Although acting FDIC Chairman Andrew C. Hove promised the agency will be "open-minded," his ardent defense of the 64-year-old government system of backing bank deposits left little room for compromise with advocates of major reforms.
"A number of people also recently have been calling for dramatically scaling back federal deposit insurance or eliminating it-notions that we have frequently and forcibly responded to and will continue to oppose until critics propose a basis for public confidence that has the absolute certainty that a federal government backing offers," Mr. Hove said Oct. 5 at the annual American Bankers Association convention.
Mr. Hove, a career community banker, disputed arguments that deposit insurance exists mainly to protect small depositors.

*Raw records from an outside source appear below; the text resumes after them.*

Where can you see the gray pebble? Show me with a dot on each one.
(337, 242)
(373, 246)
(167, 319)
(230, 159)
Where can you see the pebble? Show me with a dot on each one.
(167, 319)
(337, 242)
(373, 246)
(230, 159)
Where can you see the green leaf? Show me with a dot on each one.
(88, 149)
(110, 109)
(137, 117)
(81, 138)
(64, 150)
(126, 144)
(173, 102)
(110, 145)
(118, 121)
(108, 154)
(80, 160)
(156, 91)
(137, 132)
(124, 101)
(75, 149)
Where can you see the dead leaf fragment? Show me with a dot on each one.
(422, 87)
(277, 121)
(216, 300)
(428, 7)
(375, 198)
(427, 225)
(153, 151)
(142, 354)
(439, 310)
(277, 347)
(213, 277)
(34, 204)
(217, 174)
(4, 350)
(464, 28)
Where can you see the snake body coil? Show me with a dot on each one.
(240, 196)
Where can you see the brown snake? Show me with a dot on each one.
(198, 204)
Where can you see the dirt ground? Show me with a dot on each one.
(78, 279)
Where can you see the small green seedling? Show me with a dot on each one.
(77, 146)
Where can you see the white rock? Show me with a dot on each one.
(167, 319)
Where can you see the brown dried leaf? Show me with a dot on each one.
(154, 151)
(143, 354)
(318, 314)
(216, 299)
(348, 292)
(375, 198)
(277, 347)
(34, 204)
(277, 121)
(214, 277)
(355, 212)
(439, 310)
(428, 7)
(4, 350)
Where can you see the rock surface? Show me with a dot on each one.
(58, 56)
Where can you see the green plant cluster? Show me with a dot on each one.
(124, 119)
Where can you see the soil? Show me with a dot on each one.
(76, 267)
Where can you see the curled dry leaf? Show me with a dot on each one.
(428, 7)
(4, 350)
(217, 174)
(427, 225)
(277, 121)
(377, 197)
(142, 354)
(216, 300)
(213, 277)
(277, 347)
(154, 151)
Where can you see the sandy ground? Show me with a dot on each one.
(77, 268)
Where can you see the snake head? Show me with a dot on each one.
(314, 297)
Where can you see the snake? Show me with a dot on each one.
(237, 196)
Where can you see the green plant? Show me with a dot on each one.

Instead, he insisted, it preserves faith in the payments system and- along with government supervision and the Federal Reserve System's emergency lending authority-prevents the economy from crashing in a crisis.
Eliminating deposit insurance wouldn't rid banks of regulation - as many hope - because the government still would have to maintain financial stability, he added. "Without deposit insurance, there would still be a need to regulate banks," he said.
The symposium will not change his mind on those issues, Mr. Hove said in an interview last week. "I won't back down from that at all."
However, smaller "modifications" are open for debate, such as a cap on the bank and thrift insurance funds' reserves or an expansion of the rating system that the agency uses to assess premiums on institutions, Mr. Hove said.
And he emphasized the symposium will address issues tied to the congressional debate over financial modernization: a merger of the thrift and bank funds and the scope of the government's guarantee as banks merge with insurance and securities firms.
"Clearly banking is headed toward a new world, though the exact route it will take to get there is a bit uncertain," he said.
Observers are skeptical that the upcoming conference of about 100 regulators, academics, bankers, and others will lead to watershed policy changes at the FDIC.
But merely holding the gathering shows the agency feels pressure from reforms posed this year by two Federal Reserve bank presidents and the Bankers Roundtable.
"This is a good sign that the debate over deposit insurance and accompanying regulation is heating up," said Bert Ely, a financial industry consultant in Alexandria, Va.
The FDIC "cannot prevent the discussion from occurring," he said. "They want to be at the table and try to put their spin on it."
Gary H. Stern, president of the Federal Reserve Bank of Minneapolis, has been arguing that the government should encourage market discipline by refusing to rescue the largest financial institutions. He recommends putting uninsured depositors on the hook for up to 20% of their deposits above $100,000 if an institution fails.
William J. McDonough, president of the Federal Reserve Bank of New York, said in September "that our approach to deposit insurance needs to be reconsidered so as to minimize the potential for moral hazard and to focus only on those small depositors that truly require protection."
In May the Bankers Roundtable proposed that the government should stop backing the deposit insurance system with its full faith and credit and rescuing the largest financial institutions.